Purpose
The purpose of this paper is to investigate the mechanisms of low alloyed medium-carbon steel (LAMCS) corrosion in 0.5 M H2SO4 inhibited by seeds oils of rubber (SOR), Neem (SON) and Jatropha (SOJ) containing varying degree of free fatty acid (FFA).
Design/methodology/approach
Specific gravity, acid values and FFA compositions of oils were determined. Potentiodynamic polarization (PDP), electrochemical impedance spectroscopy (EIS), scanning electron microscopy (SEM) and X-ray diffraction (XRD) are techniques used to investigate the corrosion inhibition mechanisms with evaluated Gibbs free energy of adsorption.
Findings
Corrosion inhibition efficiencies of oils reached values >99% as obtained from PDP and EIS. Protective oxide layer was formed on LAMCS consequent on containment of carbonyl and hydroxyl groups in the FFA of SOR, SON and SOJ, respectively. The SOR and SOJ are found to be mixed inhibitors, whereas SON behaved as anodic inhibitor. Mechanism of adsorption of SOR was synergistic between physisorption and chemisorption, while SON and SOJ exhibited physisorption. SEM micrographs images showed that uninhibited sample exhibited thicker mass of corrosion products. Formation of protective oxide layer was confirmed by XRD diffractograms.
Practical implications
This study has shown that the need for modification of vegetable seed oils containing FFA is unnecessary as the hydroxyl and carbonyl groups of the FFA contained in the respective oil were found to be the center of adsorption of the oils on the steel surface.
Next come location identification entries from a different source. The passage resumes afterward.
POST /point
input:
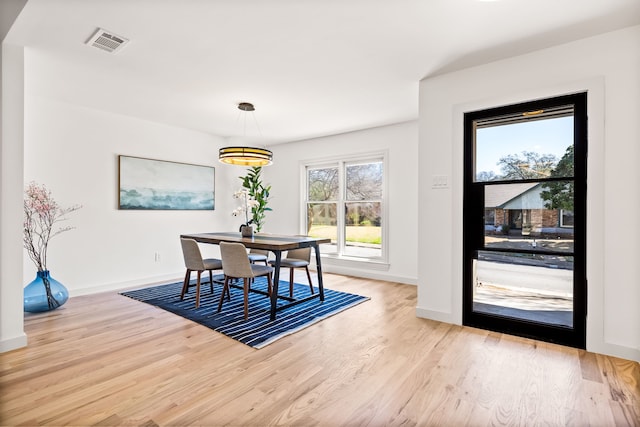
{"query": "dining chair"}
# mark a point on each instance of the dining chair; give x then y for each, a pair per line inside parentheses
(296, 258)
(193, 261)
(236, 265)
(258, 255)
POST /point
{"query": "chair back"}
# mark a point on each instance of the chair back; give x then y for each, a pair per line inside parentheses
(235, 261)
(192, 256)
(303, 254)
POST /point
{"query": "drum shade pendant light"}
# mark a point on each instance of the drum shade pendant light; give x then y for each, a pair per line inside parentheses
(245, 156)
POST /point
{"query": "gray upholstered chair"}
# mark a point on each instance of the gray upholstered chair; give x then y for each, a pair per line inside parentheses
(258, 255)
(236, 265)
(193, 262)
(296, 258)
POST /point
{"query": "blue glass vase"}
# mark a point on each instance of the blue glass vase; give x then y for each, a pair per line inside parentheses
(44, 294)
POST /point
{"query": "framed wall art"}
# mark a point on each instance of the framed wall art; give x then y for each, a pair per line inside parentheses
(147, 184)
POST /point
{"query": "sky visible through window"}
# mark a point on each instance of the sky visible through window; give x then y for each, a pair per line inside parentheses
(550, 136)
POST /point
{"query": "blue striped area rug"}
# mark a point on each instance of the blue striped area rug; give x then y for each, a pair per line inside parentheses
(258, 331)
Hence, cost and by-products associated with modification of oils used as corrosion inhibitors are eliminated.
Originality/value
SOR, which has the highest percentage FFA, was found to be the most influential on the corrosion inhibition mechanism of LAMCS, specifically within 0.01–0.02 g/mL concentration. FFA contained in the respective seed oil aided formation of protective oxide layer at interface between H2SO4 and LAMCS, relative to amount composed.